Le Zéro-déchets triathlète : possible !
Photo par Ravenman
Tout ça pour dire que, comme mes sœurs de Tri’ du moment, j’ai bougé mon corps dans des lieux (mer, lacs, montagne…) encore préservés et j’ai une nouvelle fois pu être touché par la beauté de nos aires de jeu, leur fragilité aussi, et j’ai à nouveau surtout mesuré la chance que nous avons de pouvoir nous y exprimer sportivement parlant, et en quasi totale liberté, à condition évidemment d’agir en êtres responsables et respectueux.
Justement, en ce qui concerne les acteurs principaux que nous
sommes de ces sport-opéras en trois actes, j’ai par contre été
une nouvelle fois bien déçu par l’attitude de quelques uns
:
- jets de bidons en pleine « brousse » à vélo (hors poste de
ravito’).
- délestage d’emballages/tubes de gels énergétiques (c’est vrai
que c’est lourd, hein ! Et puis, quand on n’a pas de poches,
c’est pas jouable de les conserver sur soi… dixit leurs
propriétaires…).
C’est une minorité de la population qui nage-pédale-court, mais
le « Zéro Déchets » doit être l’objectif, sans concession !
Du boulot reste donc encore à faire pour tenter d’éduquer les
sagouins inintelligents cités plus haut, mais c’est du domaine du
possible de les faire prendre conscience de leur bad
attitude.
Et quand j’écris « bad », je suis gentil, car lorsque vous
balancez un petit morceau de feuille ou d’emballage aluminium, ou
encore une bouteille ou un bidon en plastoc’ dans la pampa
varoise par exemple (terre d’accueil du XTERRA France), votre
geste est tout simplement criminel.
Car avec un bon cagnard, l’alu’, le verre ou le plastique, ça
chauffe, ça réverbère, ça fond et ça fait facilement cramer tout
ce qu’il y a autour, surtout lorsque ce qui compose le décor est
fait de plantes et d’arbustes bien secs.
Des hectares flambent déjà chaque année sans notre contribution,
alors autant éviter un coup de « Monsieur Plus », non ?

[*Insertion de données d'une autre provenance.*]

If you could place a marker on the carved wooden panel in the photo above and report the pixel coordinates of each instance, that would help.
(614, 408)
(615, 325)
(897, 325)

Et puis, l’objet « égaré » ne reste pas forcément sur le chemin
que vous avez emprunté : un coup de zef’, et zou, parti à biribi
et irrécupérable, le truc !
De plus, nous pouvions nous amuser ce jour là à VTT dans
l’Esterel grâce à la mise à disposition exceptionnelle du site
par l’ONF (Office National des Forêts), comme Patrick (Dréano) me
le confiait en fin d’épreuve. Et la trentaine de merdouilles
(emballages de gels, topettes and C° que j’ai pu comptabiliser à
mon niveau de course) « abandonnées » sur les parcours ne
plaidera peut-être pas en faveur d’une 2ème édition…
Je me suis rendu, en tant que spectateur, sur 2 superbes
événements triathlétiques, à savoir les Championnats d’Europe CD
à Autun et les Mondiaux à Lausanne sur le même format de
distance.
C’est en particulier en Suisse que j’ai pu jauger la capacité de
notre sport à être un vecteur de communication majeur pour cette
cause environnementale qui nous concerne tous.
Car le Triathlon est (très) fortement télégénique, heureusement
pas encore malade de l’argent, porteur de plein de valeurs «
Santé et Nature », et richement fourni en
ambassadeurs/ambassadrices de grande aura (et très haut niveau
sportif, soit dit en passant…).
Je suis persuadé qu’il va prendre de plus en plus de place sur la
scène médiatique.
Car nous sommes en plein dans ce courant de développement durable
qui prend de l’importance chaque jour un peu partout.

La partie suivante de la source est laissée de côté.